Synopses & Reviews
While excavating fossils in the tropics of Australia with a celebrity creationist, Will Storr asked himself a simple question. Why don't facts work? Why, that is, did the obviously intelligent man beside him sincerely believe in Adam and Eve, the Garden of Eden and a six-thousand-year-old Earth, in spite of the evidence against them?
It was the start of a journey that would lead Storr all over the world from Texas to Warsaw to the Outer Hebrides meeting an extraordinary cast of modern heretics whom he tries his best to understand. Storr tours Holocaust sites with famed denier David Irving and a band of neo-Nazis, experiences his own murder during past life regression” hypnosis, discusses the looming One World Government an iconic climate skeptic, and investigates the tragic life and death of a woman who believed her parents were high priests in a baby-eating cult.
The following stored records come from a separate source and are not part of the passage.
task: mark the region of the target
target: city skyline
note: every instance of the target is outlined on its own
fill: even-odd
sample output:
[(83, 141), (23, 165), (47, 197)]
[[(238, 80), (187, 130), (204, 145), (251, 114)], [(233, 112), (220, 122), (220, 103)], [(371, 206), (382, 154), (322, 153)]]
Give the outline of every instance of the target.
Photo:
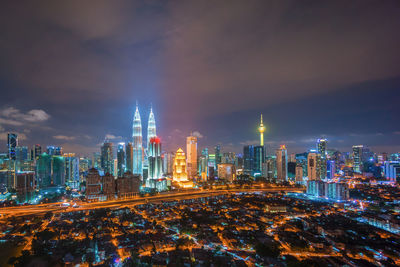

Using a unique mix of highly personal memoir, investigative journalism, and the latest research from neuroscience and experimental psychology, Storr reveals how the stories we tell ourselves about the world invisibly shape our beliefs, and how the neurological hero maker” inside us all can so easily lead to self-deception, toxic partisanship and science denial.
Review
“Storr can open chapters like a stage conjurer, and his prose has an easy, laconic style embracing Jon Ronson's taste for the fabulously weird and Louis Theroux's ability to put his subjects at ease. He is a funny and companionable guide...[who] confounds expectations.” Guardian
About the Author
Will Storr is a journalist who has dressed up as a woman to impress the transsexual leader of radical pro-suicide campaigners, trained in jungle warfare with the British army, and has been arrested and then deported under armed guard from Los Angeles. He is the author of Will Storr vs. The Supernatural and has written for many publications and won many awards.